Subdued markets reflect wavering confidence in China’s outlook, analysts said.
Beijing has rarely missed its growth targets. The last time was in 2022 due to the pandemic.
“Are investors around the world going to invest in China because they hit 5%? No,” said Alicia Garcia-Herrero, chief economist for Asia Pacific at Natixis, who expects slower 2025 growth. “So it’s becoming an irrelevant target.”
Also, long-standing scepticism about the accuracy of official data has shifted into higher gear over the past month.
A bearish commentary by Gao Shanwen, a prominent Chinese economist who spoke of “dispirited youth” and estimated that GDP growth may have been overstated by 10 percentage points between 2021 and 2023, vanished from social media after going viral.

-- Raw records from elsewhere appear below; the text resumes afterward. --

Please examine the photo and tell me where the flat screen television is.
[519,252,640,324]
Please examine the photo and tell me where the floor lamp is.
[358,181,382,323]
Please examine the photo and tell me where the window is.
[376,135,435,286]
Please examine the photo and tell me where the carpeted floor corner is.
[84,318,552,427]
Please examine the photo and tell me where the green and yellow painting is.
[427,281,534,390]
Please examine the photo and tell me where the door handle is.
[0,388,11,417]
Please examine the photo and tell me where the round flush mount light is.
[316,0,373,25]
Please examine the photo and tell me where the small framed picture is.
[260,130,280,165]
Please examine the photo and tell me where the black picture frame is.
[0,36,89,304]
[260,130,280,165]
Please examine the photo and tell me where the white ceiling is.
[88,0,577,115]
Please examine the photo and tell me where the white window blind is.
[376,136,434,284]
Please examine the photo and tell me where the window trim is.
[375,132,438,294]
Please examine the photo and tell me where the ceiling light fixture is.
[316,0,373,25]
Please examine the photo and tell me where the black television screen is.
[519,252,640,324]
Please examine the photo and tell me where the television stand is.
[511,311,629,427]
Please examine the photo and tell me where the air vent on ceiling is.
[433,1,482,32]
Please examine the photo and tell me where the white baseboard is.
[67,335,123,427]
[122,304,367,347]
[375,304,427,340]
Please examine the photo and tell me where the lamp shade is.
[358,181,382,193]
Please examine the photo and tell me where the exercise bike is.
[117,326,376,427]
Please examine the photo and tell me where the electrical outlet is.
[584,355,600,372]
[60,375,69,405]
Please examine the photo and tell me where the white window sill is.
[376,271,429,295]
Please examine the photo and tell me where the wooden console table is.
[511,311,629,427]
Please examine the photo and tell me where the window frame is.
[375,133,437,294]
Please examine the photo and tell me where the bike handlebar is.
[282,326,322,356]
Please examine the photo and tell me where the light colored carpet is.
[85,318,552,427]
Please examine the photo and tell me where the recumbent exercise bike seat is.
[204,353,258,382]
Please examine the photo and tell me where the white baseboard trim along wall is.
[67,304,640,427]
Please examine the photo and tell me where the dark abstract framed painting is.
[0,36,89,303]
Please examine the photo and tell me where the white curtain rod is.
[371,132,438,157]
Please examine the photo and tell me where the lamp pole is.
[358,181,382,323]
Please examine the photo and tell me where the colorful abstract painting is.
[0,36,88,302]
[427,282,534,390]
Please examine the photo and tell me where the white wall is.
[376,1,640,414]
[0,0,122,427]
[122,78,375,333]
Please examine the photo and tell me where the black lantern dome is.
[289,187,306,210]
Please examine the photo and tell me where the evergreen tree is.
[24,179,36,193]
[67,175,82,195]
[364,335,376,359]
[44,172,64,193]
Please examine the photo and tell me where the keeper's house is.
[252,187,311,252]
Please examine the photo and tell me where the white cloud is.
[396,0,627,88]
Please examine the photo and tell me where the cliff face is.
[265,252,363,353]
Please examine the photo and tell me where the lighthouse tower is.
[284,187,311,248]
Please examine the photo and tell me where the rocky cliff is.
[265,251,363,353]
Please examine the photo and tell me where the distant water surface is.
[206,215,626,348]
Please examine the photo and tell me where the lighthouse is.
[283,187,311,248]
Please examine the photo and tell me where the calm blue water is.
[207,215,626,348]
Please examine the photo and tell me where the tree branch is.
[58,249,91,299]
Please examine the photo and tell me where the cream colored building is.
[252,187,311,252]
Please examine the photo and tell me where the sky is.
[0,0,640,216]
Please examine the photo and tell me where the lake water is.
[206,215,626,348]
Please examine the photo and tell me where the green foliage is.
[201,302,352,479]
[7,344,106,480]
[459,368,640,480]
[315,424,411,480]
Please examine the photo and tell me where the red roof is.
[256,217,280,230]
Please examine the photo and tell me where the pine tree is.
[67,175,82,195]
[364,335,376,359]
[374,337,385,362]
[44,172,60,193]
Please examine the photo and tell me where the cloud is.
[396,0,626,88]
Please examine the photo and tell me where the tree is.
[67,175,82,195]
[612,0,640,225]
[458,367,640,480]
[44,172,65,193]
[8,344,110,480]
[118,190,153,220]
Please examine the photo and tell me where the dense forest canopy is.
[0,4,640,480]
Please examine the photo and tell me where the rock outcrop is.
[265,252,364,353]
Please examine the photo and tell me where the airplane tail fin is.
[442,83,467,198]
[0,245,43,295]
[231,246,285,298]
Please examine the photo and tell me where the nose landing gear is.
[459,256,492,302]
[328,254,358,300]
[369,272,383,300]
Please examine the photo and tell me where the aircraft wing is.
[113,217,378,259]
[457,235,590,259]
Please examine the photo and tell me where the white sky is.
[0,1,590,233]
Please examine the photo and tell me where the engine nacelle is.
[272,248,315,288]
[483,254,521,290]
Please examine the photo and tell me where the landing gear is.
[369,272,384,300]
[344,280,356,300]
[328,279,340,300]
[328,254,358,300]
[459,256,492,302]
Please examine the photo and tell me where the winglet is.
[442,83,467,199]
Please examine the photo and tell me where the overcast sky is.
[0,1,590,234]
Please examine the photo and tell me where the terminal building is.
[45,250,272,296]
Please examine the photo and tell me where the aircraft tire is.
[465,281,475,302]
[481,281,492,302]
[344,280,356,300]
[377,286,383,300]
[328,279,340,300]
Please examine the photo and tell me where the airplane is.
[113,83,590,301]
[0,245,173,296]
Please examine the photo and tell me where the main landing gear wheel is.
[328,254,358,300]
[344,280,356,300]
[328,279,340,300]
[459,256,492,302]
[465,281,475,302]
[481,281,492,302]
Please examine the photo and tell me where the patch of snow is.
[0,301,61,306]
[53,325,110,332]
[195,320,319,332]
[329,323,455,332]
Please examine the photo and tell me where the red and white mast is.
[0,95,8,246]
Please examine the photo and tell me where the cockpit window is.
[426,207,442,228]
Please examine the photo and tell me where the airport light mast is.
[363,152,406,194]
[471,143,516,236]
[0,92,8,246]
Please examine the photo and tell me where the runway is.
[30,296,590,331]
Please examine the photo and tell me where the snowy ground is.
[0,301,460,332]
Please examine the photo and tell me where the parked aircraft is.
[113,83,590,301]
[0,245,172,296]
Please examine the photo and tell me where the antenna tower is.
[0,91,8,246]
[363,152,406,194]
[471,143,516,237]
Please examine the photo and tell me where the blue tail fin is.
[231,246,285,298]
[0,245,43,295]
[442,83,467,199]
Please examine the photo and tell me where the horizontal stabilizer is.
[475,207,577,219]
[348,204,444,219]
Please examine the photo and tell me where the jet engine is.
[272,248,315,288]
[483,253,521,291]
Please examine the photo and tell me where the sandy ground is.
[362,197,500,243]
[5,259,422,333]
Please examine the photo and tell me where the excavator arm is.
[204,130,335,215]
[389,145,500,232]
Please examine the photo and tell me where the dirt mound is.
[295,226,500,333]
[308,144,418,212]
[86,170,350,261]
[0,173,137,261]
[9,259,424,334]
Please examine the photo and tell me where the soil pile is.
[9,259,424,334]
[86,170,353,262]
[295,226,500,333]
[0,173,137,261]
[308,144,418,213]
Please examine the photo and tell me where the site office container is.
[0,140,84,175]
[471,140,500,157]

In a December 31 note, Rhodium Group estimated that China’s economy only grew 2.4%-2.8% in 2024, pointing to the disconnect between relatively stable official figures throughout the year and the flood of stimulus unleashed from about the mid-way mark.
This included May’s blockbuster property market package, the most aggressive monetary policy easing steps since the pandemic in September and a 10 trillion yuan ($1.36 trillion) debt package for local governments in November.
“If China’s actual growth is below headline rates, it suggests there is a broader problem of China’s domestic demand that is contributing to global trade tensions,” Rhodium partner Local Wright told Reuters.
“Overcapacity would be a far less pressing issue if China’s economy was actually growing at 5% rates.”